Self-mutilation (biting lips & fingers) Neurological dysfunction due to purine imbalance in CNS.
Neurological symptoms Intellectual disability, choreoathetosis, spasticity —defective purine recycling.

Case Scenario 3:

A 4-year-old girl presents with megaloblastic anemia, failure to thrive, and a history of worsening anemia despite treatment with vitamin B12, folic acid, and pyridoxine. She has a low RBC count (2.55 million/cmm) and hemoglobin of 6 g/dL. Examination of her urine reveals a large amount of orotic acid crystals (~1500 mg/day).

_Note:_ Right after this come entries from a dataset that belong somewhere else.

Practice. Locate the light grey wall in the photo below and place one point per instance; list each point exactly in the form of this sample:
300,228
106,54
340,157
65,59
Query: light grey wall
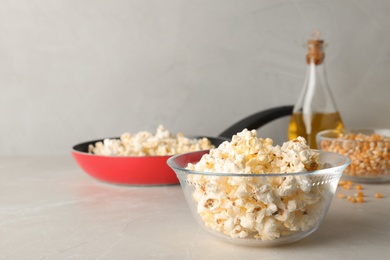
78,70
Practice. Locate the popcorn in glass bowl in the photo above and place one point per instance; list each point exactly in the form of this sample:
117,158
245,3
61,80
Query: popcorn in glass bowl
249,191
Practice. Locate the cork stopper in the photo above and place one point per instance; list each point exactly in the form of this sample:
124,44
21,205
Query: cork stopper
315,49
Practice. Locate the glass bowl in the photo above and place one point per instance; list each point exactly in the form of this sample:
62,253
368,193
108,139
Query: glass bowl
259,209
368,150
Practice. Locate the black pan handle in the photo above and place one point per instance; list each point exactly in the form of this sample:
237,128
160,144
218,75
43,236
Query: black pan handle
257,120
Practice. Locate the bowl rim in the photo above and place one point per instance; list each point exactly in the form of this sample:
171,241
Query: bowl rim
345,162
381,131
76,149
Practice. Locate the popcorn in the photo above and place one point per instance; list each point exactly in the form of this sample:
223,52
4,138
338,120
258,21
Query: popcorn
146,144
263,208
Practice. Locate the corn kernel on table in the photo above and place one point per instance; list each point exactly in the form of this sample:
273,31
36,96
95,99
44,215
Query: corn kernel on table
51,209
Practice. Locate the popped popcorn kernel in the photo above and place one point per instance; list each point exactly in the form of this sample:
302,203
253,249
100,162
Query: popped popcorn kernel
266,208
146,144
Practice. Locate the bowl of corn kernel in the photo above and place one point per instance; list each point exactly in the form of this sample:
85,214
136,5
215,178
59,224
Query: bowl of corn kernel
138,158
368,150
248,191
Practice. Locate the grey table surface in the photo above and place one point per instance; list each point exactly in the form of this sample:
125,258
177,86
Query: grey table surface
51,209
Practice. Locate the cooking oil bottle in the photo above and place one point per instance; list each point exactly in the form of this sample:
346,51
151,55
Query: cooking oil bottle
315,109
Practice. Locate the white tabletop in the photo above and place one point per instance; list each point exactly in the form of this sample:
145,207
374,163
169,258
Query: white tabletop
51,209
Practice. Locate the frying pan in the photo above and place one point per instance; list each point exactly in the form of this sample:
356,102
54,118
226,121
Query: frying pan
153,170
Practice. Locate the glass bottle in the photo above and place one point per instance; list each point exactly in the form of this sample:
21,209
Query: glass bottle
315,109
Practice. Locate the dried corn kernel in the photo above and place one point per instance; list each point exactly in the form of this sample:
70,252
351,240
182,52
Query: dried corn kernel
369,154
360,199
378,195
359,187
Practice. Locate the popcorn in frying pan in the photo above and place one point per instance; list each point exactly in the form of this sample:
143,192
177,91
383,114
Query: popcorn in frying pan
146,144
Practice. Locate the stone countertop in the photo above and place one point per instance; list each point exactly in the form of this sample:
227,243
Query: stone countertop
51,209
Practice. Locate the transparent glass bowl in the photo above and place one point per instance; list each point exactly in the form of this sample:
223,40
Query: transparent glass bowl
259,209
370,159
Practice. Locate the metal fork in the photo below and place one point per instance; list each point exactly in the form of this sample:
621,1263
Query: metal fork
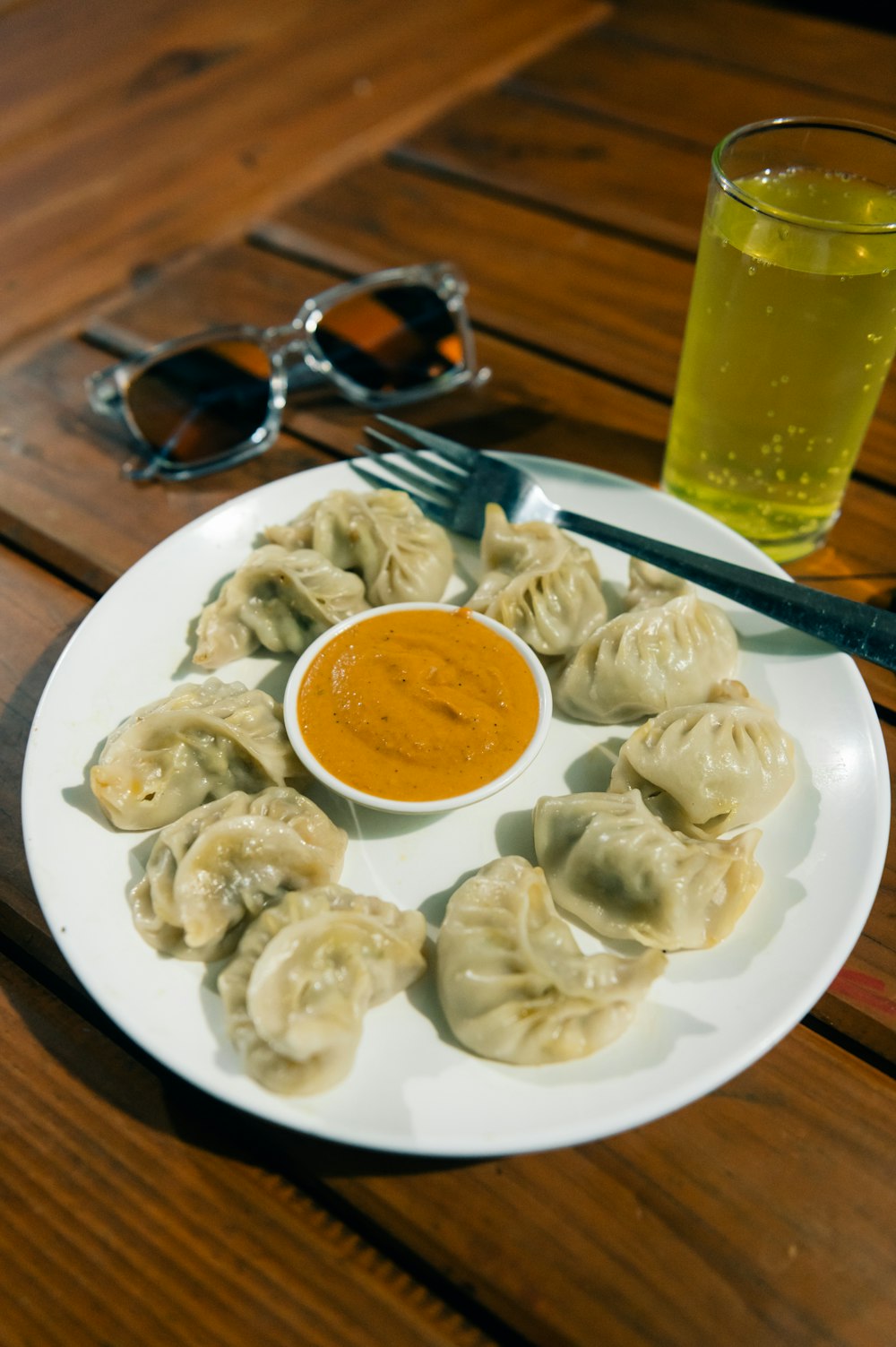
453,484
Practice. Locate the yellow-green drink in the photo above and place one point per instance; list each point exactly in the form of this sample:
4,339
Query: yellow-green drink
791,330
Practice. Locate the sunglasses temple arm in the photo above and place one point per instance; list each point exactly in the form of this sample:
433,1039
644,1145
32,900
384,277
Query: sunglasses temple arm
302,376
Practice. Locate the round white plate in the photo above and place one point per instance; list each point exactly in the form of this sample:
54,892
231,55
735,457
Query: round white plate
412,1087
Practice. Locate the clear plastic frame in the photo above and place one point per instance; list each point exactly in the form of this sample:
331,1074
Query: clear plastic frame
317,347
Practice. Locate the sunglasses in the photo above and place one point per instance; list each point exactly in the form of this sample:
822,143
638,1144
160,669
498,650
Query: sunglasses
203,403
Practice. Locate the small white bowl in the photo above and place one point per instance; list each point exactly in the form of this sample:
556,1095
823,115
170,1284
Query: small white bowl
453,802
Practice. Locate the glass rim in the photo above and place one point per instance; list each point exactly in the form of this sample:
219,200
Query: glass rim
746,198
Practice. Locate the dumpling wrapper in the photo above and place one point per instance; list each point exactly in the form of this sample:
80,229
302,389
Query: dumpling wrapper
627,876
278,600
709,768
515,985
649,661
221,864
197,744
539,583
306,972
401,555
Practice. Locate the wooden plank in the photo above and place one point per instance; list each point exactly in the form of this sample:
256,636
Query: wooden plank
119,1229
38,613
760,1207
566,162
173,134
65,500
690,99
805,48
572,163
610,305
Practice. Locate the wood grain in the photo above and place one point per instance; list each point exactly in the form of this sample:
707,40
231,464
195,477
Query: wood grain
671,91
759,1208
170,166
187,122
612,306
144,1237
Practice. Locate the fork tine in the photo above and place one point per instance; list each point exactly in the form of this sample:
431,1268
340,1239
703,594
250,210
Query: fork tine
452,477
428,506
428,439
409,474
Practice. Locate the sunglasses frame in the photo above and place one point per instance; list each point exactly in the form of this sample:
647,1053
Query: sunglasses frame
297,361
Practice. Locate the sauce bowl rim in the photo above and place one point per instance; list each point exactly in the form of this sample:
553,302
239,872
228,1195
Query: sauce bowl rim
385,805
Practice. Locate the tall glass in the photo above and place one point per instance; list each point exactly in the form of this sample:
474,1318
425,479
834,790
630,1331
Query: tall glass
791,327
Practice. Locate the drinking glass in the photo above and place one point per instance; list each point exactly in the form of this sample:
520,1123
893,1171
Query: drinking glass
791,327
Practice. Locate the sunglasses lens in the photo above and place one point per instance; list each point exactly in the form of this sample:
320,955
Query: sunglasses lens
203,402
391,340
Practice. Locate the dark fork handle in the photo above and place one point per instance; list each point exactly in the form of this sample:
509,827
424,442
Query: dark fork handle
856,628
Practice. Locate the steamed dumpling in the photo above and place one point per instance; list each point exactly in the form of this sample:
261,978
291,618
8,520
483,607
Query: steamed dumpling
304,977
224,862
515,985
627,876
401,555
650,586
197,744
278,600
647,661
709,768
539,583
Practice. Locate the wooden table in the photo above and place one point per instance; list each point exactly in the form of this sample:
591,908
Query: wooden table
171,165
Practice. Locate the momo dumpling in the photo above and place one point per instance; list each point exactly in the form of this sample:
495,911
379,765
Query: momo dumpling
306,972
539,583
647,661
401,555
650,586
278,600
709,768
625,875
197,744
224,862
515,985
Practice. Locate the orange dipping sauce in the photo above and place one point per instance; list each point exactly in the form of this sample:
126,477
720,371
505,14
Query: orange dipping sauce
418,704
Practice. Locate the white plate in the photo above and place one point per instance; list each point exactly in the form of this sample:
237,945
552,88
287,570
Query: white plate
412,1089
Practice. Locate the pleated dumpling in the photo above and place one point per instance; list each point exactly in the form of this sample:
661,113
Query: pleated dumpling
650,585
401,555
306,972
515,985
539,583
709,768
627,876
221,864
647,661
278,600
197,744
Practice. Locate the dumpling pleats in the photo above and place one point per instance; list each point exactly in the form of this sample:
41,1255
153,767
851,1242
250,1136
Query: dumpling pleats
197,744
401,555
224,862
515,985
625,875
647,661
709,768
539,583
278,600
306,972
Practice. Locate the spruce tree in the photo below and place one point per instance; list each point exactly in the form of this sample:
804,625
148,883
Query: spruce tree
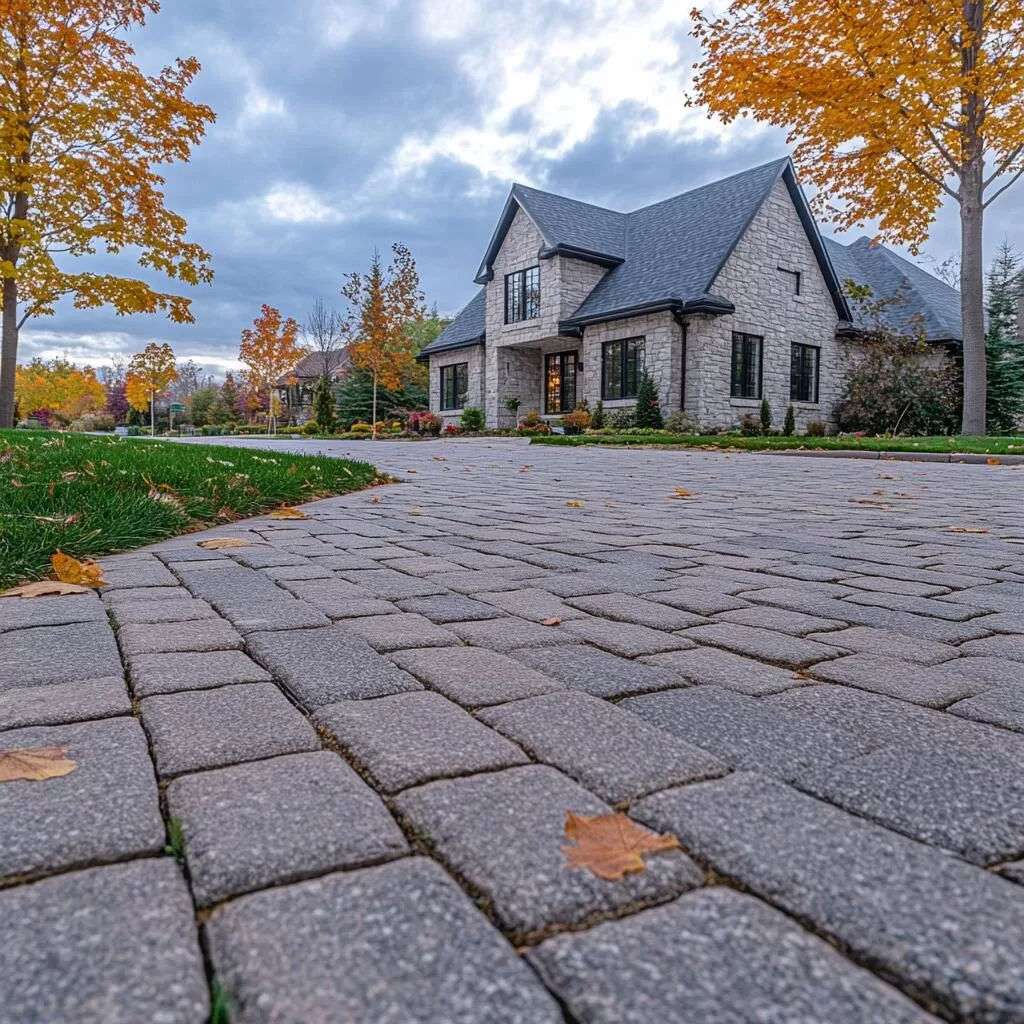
648,411
1004,350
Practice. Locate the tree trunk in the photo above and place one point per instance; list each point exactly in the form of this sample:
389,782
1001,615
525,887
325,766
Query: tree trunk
972,216
8,352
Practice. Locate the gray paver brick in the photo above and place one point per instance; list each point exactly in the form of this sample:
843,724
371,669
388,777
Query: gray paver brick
411,738
395,944
474,677
59,702
597,672
210,728
403,629
721,668
252,825
109,945
627,608
17,613
195,635
713,956
192,671
43,654
943,930
615,755
105,808
505,834
321,667
626,639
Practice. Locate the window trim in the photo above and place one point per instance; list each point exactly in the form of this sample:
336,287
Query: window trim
521,292
796,275
453,371
815,383
639,343
735,385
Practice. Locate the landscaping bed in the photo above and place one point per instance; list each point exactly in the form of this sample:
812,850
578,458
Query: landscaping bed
94,496
979,445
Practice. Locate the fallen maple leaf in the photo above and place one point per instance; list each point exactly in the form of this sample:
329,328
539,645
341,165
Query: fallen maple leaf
288,513
68,569
35,764
46,588
611,845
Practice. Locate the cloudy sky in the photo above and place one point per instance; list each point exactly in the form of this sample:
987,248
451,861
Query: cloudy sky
344,125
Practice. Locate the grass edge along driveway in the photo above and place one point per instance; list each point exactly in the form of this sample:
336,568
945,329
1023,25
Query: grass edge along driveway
92,496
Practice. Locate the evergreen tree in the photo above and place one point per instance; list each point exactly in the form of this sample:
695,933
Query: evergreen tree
648,412
324,411
1004,351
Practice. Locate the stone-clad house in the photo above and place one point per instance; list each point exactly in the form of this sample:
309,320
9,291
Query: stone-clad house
725,295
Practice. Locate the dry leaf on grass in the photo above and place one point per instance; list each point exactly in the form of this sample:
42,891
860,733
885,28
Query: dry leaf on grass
85,573
288,513
46,588
35,764
611,845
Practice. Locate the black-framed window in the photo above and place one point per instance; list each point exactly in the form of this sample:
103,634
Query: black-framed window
748,357
455,385
793,276
559,382
622,365
804,372
522,295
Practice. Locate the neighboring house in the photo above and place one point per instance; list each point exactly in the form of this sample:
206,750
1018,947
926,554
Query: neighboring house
725,295
296,389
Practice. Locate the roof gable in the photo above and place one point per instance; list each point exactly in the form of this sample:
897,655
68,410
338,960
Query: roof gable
928,300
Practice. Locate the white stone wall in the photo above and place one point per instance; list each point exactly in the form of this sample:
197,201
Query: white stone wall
766,306
663,356
474,355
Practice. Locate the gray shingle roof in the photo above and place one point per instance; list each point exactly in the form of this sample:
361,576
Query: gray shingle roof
887,274
467,329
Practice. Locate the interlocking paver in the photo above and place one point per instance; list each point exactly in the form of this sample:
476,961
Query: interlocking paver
320,667
393,944
109,945
107,808
411,738
943,930
252,825
713,956
198,729
474,677
611,753
710,666
597,672
505,833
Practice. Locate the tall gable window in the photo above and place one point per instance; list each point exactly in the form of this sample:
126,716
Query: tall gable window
622,365
804,368
792,279
747,366
522,295
455,385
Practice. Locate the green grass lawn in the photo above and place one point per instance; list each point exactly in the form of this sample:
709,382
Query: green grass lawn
981,445
94,496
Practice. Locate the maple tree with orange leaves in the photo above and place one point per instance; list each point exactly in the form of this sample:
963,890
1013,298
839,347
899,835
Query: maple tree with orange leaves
382,304
893,107
270,349
83,132
150,373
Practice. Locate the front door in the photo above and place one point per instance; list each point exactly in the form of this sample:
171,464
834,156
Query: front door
559,383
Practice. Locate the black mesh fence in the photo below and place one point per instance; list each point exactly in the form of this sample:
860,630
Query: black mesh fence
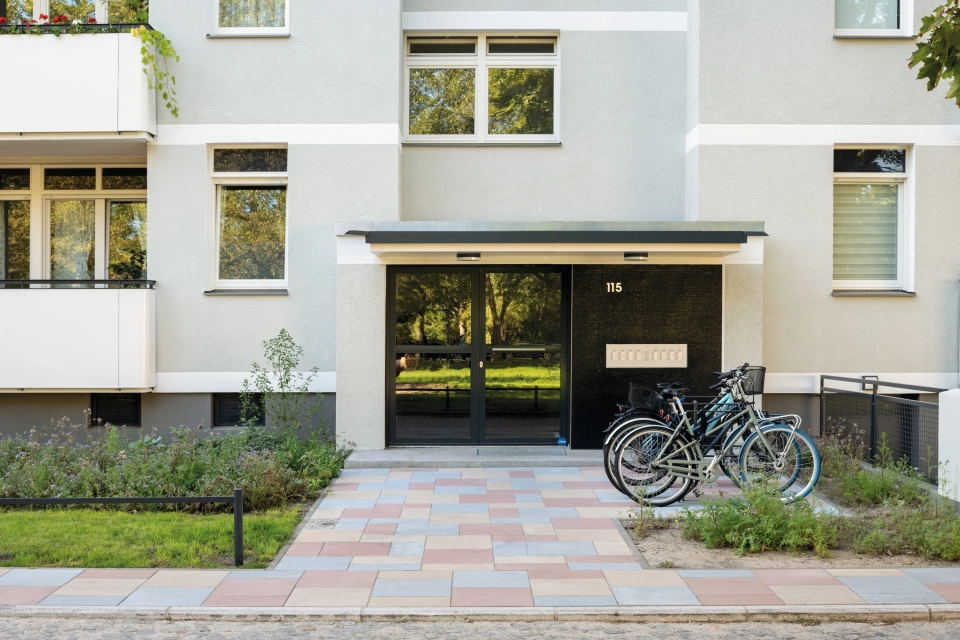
891,427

  1. a) What is the most probable diagnosis in this child?
    b) What is the biochemical defect and which enzyme is deficient?
    c) Explain the pathway of pyrimidine synthesis and the step that is blocked in this disorder.

Answer

  1. a) Diagnosis: The most probable diagnosis is orotic aciduria, a rare inherited disorder of pyrimidine metabolism.
  • Characterized by:
    • Megaloblastic anemia not responding to B12/folate.
    • Growth retardation & failure to thrive.
    • Excessive orotic acid excretion in urine with crystalluria.
  1. b) Biochemical defect and deficient enzyme:

The defect is in de novo pyrimidine synthesis pathway, specifically:

  • Deficiency of uridine monophosphate synthase (UMPS), which has two enzymatic activities:
    • Orotate phosphoribosyltransferase (OPRT): converts orotate + PRPP → orotidine monophosphate (OMP).
    • OMP decarboxylase: converts OMP → uridine monophosphate (UMP).
  • This block leads to accumulation of orotic acid, which is excreted in urine.
  1. c) Pyrimidine synthesis pathway & block:
Step in pathway Enzyme Effect of defect
Carbamoyl phosphate + aspartate → orotic acid (normal pathway) Normal up to orotic acid.
Orotic acid + PRPP → OMP Orotate phosphoribosyltransferase Blocked in orotic aciduria.
OMP → UMP OMP decarboxylase Also blocked in orotic aciduria.
  • As a result, UMP and subsequent pyrimidines (CMP, TMP) are deficient → impaired DNA synthesis → megaloblastic anemia.
  • UMP deficiency removes feedback inhibition, increasing orotic acid production.